Итак, рассказы о битве на Калке, которые отразились в НПЛ и Лавр., были составлены, видимо, во второй половине 20-х — первой половине 30-х годов XIII века, а рассказ, отразившийся в Ипат., вероятно, возник двумя-тремя десятилетиями позднее. Такая датировка, конечно, довольно относительна. Уверенно можно говорить лишь о том, что указанные тексты появились не позже конца XIII — самого начала XIV века: интересующая нас часть Синодального списка НПЛ написана почерком XIII века[42], а рассказ, находящийся в Лаврентьевском списке, судя по всему, достаточно точно передает текст «Свода 1305 года»[43]. Что же касается текста Ипат. за интересующий нас период, то тот, как установил А. Н. Ужанков, был составлен в 60-е годы XIII века[44]. Таким образом, рубеж XIII‑XIV веков является terminus ante quem — верхней временной границей для указанных текстов.


«Придоша языци незнаемы, их же добре никто не весть»

Автор статьи НПЛ соединяет в своем рассказе размышления о сути произошедшего с описанием целого ряда деталей, знакомство с которыми свидетельствуют как о большой осведомленности этого книжника, так и о серьезности его намерения рассказать о произошедшей на Калке трагедии во всей полноте.

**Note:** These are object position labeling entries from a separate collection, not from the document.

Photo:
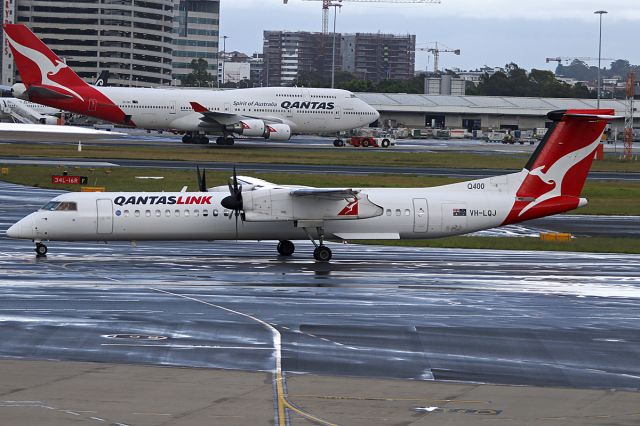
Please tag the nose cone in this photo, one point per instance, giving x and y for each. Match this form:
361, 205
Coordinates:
22, 229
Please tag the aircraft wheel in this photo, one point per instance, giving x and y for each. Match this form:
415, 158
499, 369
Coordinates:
41, 250
322, 254
286, 248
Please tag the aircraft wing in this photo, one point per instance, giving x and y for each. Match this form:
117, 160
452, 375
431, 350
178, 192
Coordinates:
227, 118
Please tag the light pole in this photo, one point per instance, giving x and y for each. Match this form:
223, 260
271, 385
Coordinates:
599, 12
333, 52
224, 54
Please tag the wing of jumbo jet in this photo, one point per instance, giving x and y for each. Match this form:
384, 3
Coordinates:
228, 118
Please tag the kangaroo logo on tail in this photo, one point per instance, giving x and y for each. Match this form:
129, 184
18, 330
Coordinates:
557, 172
46, 66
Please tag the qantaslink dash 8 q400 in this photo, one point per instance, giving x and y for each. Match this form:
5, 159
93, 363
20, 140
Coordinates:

При этом главной темой повествования становится тот народ, знакомство с которым произошло при столь драматичных для русских обстоятельствах. В этом — важнейшее отличие рассказа НПЛ от соответствующего рассказа Лавр. Можно сказать, что именно под пером новгородского автора риторические для того времени вопросы «кто суть?», «отколе изидоша?», «что языкъ ихъ?», «которого племени суть?», «что вера ихъ?» приобретают тревожную остроту и вместе с тем надежду на разрешение.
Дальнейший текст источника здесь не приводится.